Of course that assumes that there is no name that has the common name
,"legalName":"Fred
or as part of the common name or some other part of entire string. i.e. it can be hard to anticipate what results may be in the future.
For the alternative @Embedded
Name object, the legalName and common columns are more easily searched, the equivalent search for legal names starting with Fred could be
WHERE legalname LIKE 'Fred%'
There is no potential whatsoever for Fred appearing elsewhere meeting the criteria. The search just on the single column/value nothing else. Indexing the column would very likely improve the efficiency.
Amending the @Dao
annotated interface TheDAOs to be:-
@Dao
interface TheDAOs {
@Insert(onConflict = OnConflictStrategy.IGNORE)
fun insert(person: Person): Long
@Query("SELECT * FROM person WHERE instr(name,',\"legalName\":\"Fred')")
fun getPersonsAccordingToLegalNameInNameObject(): List<Person>
@Query("SELECT * FROM person WHERE legalName LIKE 'Fred%'")

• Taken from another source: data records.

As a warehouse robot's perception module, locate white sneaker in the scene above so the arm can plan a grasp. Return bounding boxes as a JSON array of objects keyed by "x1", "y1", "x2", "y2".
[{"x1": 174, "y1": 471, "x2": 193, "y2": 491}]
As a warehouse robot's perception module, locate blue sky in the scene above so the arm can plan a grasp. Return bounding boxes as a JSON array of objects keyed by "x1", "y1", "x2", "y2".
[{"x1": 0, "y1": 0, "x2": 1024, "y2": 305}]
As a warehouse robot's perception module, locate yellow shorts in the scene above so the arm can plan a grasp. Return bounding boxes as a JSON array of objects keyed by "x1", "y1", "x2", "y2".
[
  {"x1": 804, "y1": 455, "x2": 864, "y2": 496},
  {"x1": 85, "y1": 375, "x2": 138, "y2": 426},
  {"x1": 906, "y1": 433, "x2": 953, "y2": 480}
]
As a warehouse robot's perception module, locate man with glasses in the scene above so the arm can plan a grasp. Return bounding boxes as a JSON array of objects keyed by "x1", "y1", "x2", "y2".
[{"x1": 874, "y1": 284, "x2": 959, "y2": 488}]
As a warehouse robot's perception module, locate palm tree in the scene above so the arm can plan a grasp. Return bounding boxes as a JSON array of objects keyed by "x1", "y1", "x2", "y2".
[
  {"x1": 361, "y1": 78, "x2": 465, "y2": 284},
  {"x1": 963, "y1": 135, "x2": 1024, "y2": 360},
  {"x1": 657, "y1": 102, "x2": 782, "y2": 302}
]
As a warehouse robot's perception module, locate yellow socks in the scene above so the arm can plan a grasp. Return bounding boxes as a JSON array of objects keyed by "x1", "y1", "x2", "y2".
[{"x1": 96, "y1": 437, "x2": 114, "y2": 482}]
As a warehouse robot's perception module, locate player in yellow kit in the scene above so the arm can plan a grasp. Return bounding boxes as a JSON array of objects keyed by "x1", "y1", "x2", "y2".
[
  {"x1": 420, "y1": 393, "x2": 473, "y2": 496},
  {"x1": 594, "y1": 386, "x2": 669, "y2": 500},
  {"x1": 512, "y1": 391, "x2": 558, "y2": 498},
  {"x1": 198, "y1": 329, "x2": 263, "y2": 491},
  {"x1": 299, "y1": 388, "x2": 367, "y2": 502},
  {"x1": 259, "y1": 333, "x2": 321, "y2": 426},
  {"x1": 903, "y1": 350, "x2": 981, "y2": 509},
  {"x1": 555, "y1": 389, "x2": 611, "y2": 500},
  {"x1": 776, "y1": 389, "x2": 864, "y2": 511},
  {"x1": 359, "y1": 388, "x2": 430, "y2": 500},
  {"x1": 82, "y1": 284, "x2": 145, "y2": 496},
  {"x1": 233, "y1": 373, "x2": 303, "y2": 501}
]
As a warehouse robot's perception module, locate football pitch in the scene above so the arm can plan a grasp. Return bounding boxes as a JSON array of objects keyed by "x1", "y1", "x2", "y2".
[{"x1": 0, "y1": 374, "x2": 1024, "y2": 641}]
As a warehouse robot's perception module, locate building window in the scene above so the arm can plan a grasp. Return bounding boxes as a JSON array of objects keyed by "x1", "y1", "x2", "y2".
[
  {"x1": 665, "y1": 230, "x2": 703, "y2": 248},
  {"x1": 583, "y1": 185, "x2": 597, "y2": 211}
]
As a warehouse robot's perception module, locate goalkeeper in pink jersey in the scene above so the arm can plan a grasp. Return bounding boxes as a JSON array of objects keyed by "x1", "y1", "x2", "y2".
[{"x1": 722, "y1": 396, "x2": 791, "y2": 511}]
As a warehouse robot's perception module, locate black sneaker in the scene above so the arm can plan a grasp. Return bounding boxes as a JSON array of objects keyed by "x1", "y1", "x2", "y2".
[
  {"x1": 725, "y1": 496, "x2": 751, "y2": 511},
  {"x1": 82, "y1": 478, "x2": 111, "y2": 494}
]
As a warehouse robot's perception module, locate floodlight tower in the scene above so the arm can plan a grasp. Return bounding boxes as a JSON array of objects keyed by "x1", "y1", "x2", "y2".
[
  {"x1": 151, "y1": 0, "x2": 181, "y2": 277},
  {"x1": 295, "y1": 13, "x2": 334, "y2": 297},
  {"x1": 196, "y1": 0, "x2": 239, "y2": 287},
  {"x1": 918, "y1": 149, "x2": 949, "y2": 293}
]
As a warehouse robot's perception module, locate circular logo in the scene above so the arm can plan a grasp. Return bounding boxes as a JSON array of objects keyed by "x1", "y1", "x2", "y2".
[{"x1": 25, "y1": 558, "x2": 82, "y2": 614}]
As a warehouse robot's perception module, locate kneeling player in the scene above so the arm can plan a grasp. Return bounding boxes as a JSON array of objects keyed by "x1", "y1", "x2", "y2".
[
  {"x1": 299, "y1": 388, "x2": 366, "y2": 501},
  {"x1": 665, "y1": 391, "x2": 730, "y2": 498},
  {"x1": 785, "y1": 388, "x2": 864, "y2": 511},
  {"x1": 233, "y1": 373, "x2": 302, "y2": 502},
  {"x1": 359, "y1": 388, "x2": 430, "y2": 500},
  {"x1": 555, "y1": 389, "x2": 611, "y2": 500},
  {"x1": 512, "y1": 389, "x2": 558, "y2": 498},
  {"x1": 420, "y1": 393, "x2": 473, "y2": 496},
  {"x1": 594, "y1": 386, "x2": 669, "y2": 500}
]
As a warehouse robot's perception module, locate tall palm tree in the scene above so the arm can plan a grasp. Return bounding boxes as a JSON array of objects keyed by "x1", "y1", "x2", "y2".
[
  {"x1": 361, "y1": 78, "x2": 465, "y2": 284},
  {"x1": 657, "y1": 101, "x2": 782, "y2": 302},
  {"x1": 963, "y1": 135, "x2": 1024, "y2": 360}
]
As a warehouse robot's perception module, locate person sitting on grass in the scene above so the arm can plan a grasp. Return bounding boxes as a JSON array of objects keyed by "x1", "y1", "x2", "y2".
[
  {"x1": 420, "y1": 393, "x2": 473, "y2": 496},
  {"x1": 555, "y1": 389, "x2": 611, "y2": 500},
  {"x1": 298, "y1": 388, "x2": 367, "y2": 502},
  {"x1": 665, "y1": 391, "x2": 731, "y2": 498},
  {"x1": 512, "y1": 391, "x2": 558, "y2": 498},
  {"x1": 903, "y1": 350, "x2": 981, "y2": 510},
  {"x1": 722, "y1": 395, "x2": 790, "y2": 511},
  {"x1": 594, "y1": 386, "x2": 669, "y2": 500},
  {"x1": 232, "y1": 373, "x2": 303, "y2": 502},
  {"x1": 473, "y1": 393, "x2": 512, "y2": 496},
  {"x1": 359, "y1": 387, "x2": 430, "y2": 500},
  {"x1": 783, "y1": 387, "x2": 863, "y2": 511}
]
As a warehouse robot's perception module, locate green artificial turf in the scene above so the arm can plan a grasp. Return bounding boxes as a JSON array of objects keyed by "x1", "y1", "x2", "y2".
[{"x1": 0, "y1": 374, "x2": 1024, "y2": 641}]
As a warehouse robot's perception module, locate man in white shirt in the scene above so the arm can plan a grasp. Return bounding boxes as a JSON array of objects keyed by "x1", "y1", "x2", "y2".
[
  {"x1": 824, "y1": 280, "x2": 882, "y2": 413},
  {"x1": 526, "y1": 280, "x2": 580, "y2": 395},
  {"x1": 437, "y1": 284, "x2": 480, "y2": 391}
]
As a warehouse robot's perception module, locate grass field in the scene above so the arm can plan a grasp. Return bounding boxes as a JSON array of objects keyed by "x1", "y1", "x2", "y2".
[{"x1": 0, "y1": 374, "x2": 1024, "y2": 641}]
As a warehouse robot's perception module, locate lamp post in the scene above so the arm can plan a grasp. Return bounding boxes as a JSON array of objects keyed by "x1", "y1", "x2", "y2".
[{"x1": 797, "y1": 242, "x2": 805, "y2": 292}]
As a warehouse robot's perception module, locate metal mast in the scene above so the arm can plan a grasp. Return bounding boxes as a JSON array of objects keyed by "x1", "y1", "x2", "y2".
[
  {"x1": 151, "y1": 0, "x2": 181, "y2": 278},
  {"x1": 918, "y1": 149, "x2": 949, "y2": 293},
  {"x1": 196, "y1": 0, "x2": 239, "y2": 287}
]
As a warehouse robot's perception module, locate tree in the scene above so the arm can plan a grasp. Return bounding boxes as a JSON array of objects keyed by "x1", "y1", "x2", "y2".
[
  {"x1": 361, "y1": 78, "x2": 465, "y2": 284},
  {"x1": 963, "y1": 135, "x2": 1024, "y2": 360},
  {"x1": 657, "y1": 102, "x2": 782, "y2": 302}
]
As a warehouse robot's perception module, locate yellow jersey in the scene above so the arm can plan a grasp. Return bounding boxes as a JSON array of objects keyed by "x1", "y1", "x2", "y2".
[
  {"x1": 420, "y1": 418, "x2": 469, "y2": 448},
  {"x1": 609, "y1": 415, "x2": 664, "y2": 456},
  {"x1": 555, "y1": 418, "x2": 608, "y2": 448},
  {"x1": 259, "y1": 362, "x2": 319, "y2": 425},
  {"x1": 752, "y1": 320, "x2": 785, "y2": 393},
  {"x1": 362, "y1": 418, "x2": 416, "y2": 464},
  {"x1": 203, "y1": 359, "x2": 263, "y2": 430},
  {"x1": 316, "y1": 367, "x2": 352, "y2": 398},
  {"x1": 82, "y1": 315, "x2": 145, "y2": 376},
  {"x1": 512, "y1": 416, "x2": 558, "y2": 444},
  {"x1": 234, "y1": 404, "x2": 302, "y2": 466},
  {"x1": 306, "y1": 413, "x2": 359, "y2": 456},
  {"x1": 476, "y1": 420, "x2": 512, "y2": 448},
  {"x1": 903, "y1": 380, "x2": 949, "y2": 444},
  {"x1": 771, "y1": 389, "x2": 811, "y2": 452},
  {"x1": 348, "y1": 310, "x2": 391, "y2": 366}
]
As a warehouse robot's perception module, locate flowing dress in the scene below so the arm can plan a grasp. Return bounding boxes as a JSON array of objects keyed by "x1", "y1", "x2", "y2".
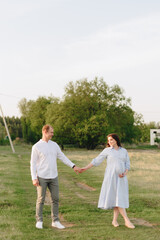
[{"x1": 91, "y1": 147, "x2": 130, "y2": 209}]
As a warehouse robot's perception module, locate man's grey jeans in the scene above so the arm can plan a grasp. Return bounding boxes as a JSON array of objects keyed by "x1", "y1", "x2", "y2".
[{"x1": 36, "y1": 177, "x2": 59, "y2": 222}]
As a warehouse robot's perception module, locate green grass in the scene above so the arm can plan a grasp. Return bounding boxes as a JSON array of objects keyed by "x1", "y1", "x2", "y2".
[{"x1": 0, "y1": 145, "x2": 160, "y2": 240}]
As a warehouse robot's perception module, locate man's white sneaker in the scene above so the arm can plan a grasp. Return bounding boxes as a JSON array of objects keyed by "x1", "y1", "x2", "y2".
[
  {"x1": 52, "y1": 221, "x2": 65, "y2": 229},
  {"x1": 36, "y1": 222, "x2": 43, "y2": 229}
]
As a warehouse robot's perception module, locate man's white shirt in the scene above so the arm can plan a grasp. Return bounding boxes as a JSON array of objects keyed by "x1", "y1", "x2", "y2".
[{"x1": 30, "y1": 139, "x2": 75, "y2": 180}]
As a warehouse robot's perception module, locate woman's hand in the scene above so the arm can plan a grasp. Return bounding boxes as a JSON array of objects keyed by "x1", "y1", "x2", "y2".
[{"x1": 78, "y1": 168, "x2": 87, "y2": 173}]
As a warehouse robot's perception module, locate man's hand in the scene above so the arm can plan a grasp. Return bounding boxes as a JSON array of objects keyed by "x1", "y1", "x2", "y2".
[
  {"x1": 78, "y1": 168, "x2": 86, "y2": 173},
  {"x1": 32, "y1": 179, "x2": 39, "y2": 187},
  {"x1": 73, "y1": 166, "x2": 80, "y2": 174}
]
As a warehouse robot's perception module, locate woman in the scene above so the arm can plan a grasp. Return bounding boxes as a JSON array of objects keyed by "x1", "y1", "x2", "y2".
[{"x1": 79, "y1": 133, "x2": 135, "y2": 228}]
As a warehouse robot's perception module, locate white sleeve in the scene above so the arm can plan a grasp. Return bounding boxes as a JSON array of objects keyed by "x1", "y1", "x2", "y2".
[
  {"x1": 30, "y1": 146, "x2": 38, "y2": 180},
  {"x1": 91, "y1": 148, "x2": 108, "y2": 166}
]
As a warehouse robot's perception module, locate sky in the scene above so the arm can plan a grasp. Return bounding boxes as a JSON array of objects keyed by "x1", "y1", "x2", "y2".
[{"x1": 0, "y1": 0, "x2": 160, "y2": 123}]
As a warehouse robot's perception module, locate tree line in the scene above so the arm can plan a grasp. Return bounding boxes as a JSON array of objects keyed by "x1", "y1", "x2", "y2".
[{"x1": 0, "y1": 78, "x2": 159, "y2": 149}]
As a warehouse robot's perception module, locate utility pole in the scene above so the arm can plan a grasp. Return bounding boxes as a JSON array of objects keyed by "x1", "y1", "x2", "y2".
[{"x1": 0, "y1": 105, "x2": 15, "y2": 153}]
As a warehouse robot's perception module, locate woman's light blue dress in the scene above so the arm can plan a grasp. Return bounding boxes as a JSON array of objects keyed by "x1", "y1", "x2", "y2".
[{"x1": 91, "y1": 147, "x2": 130, "y2": 209}]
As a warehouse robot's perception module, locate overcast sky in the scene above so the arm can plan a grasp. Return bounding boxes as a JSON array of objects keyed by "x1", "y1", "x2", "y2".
[{"x1": 0, "y1": 0, "x2": 160, "y2": 122}]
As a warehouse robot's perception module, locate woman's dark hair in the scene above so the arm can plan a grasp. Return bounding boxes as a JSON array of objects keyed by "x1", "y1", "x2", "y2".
[{"x1": 107, "y1": 133, "x2": 121, "y2": 147}]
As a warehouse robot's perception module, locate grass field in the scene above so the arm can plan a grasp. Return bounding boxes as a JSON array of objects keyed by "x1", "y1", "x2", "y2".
[{"x1": 0, "y1": 146, "x2": 160, "y2": 240}]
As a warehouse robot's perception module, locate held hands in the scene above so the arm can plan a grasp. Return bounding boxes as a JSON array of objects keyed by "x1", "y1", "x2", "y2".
[
  {"x1": 79, "y1": 168, "x2": 87, "y2": 173},
  {"x1": 32, "y1": 179, "x2": 39, "y2": 187}
]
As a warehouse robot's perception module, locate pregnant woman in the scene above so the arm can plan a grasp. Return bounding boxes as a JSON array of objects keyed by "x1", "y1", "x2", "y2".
[{"x1": 79, "y1": 134, "x2": 135, "y2": 228}]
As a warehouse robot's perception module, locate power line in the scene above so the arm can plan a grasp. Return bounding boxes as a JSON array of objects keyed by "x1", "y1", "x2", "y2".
[{"x1": 0, "y1": 93, "x2": 20, "y2": 98}]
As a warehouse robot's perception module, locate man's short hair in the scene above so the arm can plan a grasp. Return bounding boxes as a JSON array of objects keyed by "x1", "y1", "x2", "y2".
[{"x1": 42, "y1": 124, "x2": 53, "y2": 132}]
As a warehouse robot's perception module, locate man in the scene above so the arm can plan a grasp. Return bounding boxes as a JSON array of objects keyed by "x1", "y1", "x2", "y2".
[{"x1": 31, "y1": 124, "x2": 79, "y2": 229}]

fun getPersonsAccordingToLegalName(): List<Person>
}
And MainActivity to be:-
class MainActivity : AppCompatActivity() {
lateinit var db: TheDatabase
lateinit var dao: TheDAOs
override fun onCreate(savedInstanceState: Bundle?) {
super.onCreate(savedInstanceState)
setContentView(R.layout.activity_main)
db = TheDatabase.getInstance(this)
dao = db.getTheDAOs()
dao.insert(Person(null, name = Name("Frederick Bloggs","Fred Bloggs"), otherName = Name("Frederick ","Fred Bloggs")))
dao.insert(Person(null, name = Name("Jane Doe","Jane Doe"), otherName = Name("Jane Doe","Jane Doe")))
logPersonList(dao.getPersonsAccordingToLegalNameInNameObject(),"RUN1")
logPersonList(dao.getPersonsAccordingToLegalName(),"RUN2")
}
private fun logPersonList(personList: List<Person>, suffix: String) {
for (p in personList) {
Log.d("DBINFO_${suffix}","Person ID is ${p.id} Name.legalName is ${p.name.legalName} Name.common is ${p.name.common} LegalName is ${p.otherName.legalName} Common is ${p.otherName.common}")
}
}
}
Then running (first time after install) the log contains:-
2023-01-14 11:26:03.738 D/DBINFO_RUN1: Person ID is 1 Name.legalName is Frederick Bloggs Name.common is Fred Bloggs LegalName is Frederick Common is Fred Bloggs
2023-01-14 11:26:03.740 D/DBINFO_RUN2: Person ID is 1 Name.legalName is Frederick Bloggs Name.common is Fred Bloggs LegalName is Frederick Common is Fred Bloggs
i.e. in this limited demo the expected results either way.
- Note that
Name.legalName
andName.common
is not how the data is accessed, it is just text used to easily distinguish then similar values.